Eine Trennung nach vielen gemeinsamen Jahren ist selten nur das Ende einer Partnerschaft. Oft ist sie der plötzliche Einsturz eines gesamten Lebensentwurfs.

Von einem Moment auf den anderen lösen sich Zukunftspläne, Gewohnheiten und vermeintliche Sicherheiten auf. Die Stille wird laut. Und die Frage drängt sich auf:

Wer bin ich ohne das Gegenüber?

Ich kenne diesen tiefgreifenden Umbruch aus eigener Erfahrung.

Mitten in einem solchen Sturm machen wir jedoch häufig eine überraschende Entdeckung: Dort, wo etwas zerbricht, kann gleichzeitig etwas Neues entstehen.

Nicht aus Stärke im klassischen Sinn. Sondern aus dem Mut, bei sich selbst zu bleiben.

Jeder Mensch geht mit solchen Lebensphasen anders um. Manche ziehen sich zurück, andere flüchten in Aktivität. Doch der eigentliche Wendepunkt beginnt oft dort, wo wir unseren Blick wieder mit Mitgefühl auf uns selbst richten.

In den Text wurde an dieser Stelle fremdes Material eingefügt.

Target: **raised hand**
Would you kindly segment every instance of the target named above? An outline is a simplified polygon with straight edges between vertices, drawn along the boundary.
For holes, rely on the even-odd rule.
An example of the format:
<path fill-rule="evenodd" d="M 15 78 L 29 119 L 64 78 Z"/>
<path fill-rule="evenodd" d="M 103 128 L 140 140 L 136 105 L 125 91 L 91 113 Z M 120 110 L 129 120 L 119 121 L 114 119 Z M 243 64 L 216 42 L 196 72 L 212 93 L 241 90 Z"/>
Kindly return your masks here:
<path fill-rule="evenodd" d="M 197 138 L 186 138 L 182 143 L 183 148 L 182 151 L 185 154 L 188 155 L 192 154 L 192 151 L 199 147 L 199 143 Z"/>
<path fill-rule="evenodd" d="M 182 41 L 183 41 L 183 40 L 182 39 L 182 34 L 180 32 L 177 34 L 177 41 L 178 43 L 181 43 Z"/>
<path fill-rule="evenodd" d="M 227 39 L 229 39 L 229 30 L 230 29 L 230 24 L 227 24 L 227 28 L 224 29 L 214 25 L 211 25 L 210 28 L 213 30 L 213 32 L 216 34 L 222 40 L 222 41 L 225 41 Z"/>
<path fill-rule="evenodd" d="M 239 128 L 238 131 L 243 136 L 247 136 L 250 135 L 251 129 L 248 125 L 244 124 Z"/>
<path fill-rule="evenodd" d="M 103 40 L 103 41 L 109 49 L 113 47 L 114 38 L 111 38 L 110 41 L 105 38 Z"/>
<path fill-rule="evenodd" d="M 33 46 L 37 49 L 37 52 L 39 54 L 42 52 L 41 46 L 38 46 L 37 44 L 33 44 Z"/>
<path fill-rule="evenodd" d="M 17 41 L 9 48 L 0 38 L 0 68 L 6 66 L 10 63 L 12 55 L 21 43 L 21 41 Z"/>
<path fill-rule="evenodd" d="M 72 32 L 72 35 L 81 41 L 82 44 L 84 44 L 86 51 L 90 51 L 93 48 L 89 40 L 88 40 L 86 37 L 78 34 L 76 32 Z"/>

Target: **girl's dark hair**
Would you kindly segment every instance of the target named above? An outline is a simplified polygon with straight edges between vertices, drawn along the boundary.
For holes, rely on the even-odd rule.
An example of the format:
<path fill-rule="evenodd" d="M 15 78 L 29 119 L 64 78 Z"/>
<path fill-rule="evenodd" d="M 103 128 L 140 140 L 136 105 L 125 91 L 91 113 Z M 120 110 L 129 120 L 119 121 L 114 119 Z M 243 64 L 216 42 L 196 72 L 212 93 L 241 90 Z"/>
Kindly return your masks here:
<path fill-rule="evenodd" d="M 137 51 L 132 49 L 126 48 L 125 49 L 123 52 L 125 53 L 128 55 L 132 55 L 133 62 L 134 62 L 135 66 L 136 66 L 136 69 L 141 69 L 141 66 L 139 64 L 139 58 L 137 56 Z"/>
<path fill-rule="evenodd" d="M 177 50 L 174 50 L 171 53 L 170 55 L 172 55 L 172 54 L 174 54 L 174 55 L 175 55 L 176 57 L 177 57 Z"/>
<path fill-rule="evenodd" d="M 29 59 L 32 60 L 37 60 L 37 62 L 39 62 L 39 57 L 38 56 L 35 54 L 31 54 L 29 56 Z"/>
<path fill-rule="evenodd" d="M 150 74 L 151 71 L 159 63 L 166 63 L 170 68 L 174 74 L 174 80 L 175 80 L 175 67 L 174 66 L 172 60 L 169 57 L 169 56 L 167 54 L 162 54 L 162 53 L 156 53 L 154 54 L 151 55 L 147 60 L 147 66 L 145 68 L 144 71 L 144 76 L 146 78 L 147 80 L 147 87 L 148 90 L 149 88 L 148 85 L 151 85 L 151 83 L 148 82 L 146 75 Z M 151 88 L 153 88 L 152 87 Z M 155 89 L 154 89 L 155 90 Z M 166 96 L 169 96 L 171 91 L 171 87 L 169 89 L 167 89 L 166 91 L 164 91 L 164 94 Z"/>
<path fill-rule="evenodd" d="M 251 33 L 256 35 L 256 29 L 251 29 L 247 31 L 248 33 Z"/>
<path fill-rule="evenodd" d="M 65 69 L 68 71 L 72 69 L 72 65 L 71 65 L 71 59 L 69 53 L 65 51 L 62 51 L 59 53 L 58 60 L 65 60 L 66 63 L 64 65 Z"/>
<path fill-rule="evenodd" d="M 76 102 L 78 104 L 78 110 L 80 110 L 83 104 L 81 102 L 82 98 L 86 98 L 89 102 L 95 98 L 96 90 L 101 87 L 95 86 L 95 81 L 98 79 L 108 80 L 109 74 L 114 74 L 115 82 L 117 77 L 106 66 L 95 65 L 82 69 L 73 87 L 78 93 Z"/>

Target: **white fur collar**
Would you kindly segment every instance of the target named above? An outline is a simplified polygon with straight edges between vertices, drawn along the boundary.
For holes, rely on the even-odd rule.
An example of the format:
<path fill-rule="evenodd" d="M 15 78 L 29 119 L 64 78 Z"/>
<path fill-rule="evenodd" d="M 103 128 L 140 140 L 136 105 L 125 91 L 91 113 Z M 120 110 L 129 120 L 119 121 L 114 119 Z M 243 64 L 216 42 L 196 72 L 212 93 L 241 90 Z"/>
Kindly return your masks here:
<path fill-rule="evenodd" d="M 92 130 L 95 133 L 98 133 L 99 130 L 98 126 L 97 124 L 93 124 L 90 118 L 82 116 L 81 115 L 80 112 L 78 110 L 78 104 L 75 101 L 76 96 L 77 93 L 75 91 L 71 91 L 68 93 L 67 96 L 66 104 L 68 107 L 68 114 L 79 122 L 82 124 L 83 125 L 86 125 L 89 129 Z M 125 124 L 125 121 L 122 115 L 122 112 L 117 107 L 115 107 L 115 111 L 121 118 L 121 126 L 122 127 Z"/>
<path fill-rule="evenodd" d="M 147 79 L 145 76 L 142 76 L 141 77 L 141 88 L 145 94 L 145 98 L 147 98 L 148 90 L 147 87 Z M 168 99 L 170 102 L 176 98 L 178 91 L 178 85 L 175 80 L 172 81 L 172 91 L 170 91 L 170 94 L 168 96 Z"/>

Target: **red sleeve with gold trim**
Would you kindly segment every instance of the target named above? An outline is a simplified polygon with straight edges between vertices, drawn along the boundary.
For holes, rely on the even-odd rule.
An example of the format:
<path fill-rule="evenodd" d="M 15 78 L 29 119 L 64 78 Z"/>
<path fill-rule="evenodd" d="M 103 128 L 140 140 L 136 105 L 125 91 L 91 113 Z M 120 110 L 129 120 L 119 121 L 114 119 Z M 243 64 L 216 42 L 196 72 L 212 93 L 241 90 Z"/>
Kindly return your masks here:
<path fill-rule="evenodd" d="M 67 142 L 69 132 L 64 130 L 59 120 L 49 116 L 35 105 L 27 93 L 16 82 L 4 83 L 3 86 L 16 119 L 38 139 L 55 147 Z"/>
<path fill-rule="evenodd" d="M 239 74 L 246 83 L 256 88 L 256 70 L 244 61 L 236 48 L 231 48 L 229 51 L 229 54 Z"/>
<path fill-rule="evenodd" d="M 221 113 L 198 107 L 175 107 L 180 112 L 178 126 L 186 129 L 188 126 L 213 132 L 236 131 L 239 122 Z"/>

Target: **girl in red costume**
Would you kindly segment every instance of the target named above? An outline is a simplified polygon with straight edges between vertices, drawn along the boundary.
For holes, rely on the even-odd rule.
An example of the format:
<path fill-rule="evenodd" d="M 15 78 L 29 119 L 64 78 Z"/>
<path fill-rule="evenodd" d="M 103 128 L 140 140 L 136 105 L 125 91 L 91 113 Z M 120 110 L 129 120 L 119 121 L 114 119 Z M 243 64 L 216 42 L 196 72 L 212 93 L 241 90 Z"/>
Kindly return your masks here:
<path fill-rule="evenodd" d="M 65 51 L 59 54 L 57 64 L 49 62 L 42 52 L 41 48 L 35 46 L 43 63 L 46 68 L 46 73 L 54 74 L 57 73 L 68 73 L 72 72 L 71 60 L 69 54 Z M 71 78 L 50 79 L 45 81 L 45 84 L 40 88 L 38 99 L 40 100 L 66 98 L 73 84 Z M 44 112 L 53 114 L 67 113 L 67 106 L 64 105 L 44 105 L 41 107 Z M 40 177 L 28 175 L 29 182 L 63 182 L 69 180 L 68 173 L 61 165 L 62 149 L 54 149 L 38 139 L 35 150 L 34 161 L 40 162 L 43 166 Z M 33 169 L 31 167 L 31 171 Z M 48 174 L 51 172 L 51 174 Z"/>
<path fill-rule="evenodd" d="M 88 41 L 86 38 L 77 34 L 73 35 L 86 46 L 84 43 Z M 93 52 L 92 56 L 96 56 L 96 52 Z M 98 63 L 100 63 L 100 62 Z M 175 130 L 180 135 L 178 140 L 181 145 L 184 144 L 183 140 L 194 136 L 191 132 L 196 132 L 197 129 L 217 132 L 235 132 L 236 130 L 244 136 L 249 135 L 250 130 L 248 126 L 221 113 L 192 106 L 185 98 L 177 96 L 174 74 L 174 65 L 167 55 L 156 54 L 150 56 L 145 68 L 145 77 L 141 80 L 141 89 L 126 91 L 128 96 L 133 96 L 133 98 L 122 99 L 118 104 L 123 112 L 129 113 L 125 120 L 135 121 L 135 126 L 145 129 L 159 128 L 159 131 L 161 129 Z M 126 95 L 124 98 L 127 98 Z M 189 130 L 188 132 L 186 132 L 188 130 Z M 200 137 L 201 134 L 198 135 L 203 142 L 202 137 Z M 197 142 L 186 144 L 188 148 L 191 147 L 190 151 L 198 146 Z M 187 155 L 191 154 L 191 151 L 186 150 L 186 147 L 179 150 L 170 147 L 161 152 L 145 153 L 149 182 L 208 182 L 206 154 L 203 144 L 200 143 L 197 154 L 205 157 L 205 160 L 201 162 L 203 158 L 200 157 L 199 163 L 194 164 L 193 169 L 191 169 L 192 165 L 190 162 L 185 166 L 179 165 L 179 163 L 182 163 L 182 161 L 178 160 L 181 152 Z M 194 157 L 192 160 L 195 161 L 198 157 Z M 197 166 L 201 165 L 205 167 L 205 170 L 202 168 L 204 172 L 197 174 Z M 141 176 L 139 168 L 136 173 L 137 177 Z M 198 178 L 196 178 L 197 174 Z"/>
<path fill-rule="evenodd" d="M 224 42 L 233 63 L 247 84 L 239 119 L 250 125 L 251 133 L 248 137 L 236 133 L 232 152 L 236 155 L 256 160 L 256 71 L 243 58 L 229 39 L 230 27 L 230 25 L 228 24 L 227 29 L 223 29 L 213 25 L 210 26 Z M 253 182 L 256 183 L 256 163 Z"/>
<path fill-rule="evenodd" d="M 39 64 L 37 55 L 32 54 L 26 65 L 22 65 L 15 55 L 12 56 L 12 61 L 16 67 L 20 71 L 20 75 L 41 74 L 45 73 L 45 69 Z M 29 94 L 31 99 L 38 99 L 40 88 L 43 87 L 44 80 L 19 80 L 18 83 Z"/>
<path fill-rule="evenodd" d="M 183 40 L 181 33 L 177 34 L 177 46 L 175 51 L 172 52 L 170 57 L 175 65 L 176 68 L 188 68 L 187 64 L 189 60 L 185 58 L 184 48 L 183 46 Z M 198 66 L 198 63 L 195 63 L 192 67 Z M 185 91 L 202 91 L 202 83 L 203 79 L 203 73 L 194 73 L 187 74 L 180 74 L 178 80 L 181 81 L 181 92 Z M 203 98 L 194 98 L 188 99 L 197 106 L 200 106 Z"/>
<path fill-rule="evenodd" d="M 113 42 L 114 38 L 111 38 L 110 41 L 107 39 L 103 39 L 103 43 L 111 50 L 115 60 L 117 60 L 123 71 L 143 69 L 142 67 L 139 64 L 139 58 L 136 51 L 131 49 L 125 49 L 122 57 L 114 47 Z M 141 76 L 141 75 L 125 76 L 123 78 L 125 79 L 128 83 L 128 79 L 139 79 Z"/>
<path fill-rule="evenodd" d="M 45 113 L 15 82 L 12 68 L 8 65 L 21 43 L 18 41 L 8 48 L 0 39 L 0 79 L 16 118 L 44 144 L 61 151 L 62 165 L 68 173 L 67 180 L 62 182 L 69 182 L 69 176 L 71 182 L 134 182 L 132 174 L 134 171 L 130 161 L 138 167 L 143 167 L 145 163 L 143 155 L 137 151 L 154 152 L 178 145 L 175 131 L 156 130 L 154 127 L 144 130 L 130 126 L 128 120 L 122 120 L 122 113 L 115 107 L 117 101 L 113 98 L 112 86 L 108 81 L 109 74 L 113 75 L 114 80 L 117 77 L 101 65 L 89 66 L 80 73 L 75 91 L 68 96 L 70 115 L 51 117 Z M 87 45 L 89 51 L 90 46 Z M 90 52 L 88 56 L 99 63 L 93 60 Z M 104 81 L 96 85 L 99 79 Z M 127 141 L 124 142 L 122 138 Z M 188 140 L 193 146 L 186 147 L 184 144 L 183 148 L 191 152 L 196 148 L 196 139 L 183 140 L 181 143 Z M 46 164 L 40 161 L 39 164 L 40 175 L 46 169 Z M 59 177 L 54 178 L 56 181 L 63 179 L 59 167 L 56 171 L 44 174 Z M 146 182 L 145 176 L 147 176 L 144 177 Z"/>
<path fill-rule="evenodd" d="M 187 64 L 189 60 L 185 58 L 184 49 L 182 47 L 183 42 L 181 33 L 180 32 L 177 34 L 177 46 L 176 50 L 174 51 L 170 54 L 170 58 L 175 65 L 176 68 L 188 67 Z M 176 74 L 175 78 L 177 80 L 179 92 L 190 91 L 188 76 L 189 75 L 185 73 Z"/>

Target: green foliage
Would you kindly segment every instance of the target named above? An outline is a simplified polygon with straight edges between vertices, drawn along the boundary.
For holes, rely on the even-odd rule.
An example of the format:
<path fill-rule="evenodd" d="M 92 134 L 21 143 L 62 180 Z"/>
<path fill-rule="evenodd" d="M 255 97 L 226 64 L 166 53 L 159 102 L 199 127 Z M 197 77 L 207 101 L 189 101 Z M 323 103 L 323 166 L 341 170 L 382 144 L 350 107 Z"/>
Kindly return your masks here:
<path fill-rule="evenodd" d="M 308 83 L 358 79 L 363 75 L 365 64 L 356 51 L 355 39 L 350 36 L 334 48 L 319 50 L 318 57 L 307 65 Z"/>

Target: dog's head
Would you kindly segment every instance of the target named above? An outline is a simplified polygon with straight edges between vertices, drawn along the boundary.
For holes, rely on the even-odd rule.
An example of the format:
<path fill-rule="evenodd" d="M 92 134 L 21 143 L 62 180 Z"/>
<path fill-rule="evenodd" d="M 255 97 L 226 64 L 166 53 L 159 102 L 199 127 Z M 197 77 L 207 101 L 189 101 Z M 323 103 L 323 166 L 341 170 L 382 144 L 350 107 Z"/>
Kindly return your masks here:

Wo wir aufhören, uns über das Verlorene zu definieren.

Wo wir erkennen:

„Die Situation im Außen ist schmerzhaft. Mein innerer Wert bleibt dennoch unberührt.“

Echter Selbstwert entsteht nicht in den Zeiten, in denen alles leicht ist. Er wächst in den Momenten, in denen wir den Schmerz annehmen, ohne ihm die Regie über unser Leben zu überlassen.

Dann beginnt ein neues Kapitel.

Nicht geprägt von Abhängigkeit, sondern von Klarheit.

Nicht bestimmt von Angst, sondern von Selbstbestimmung.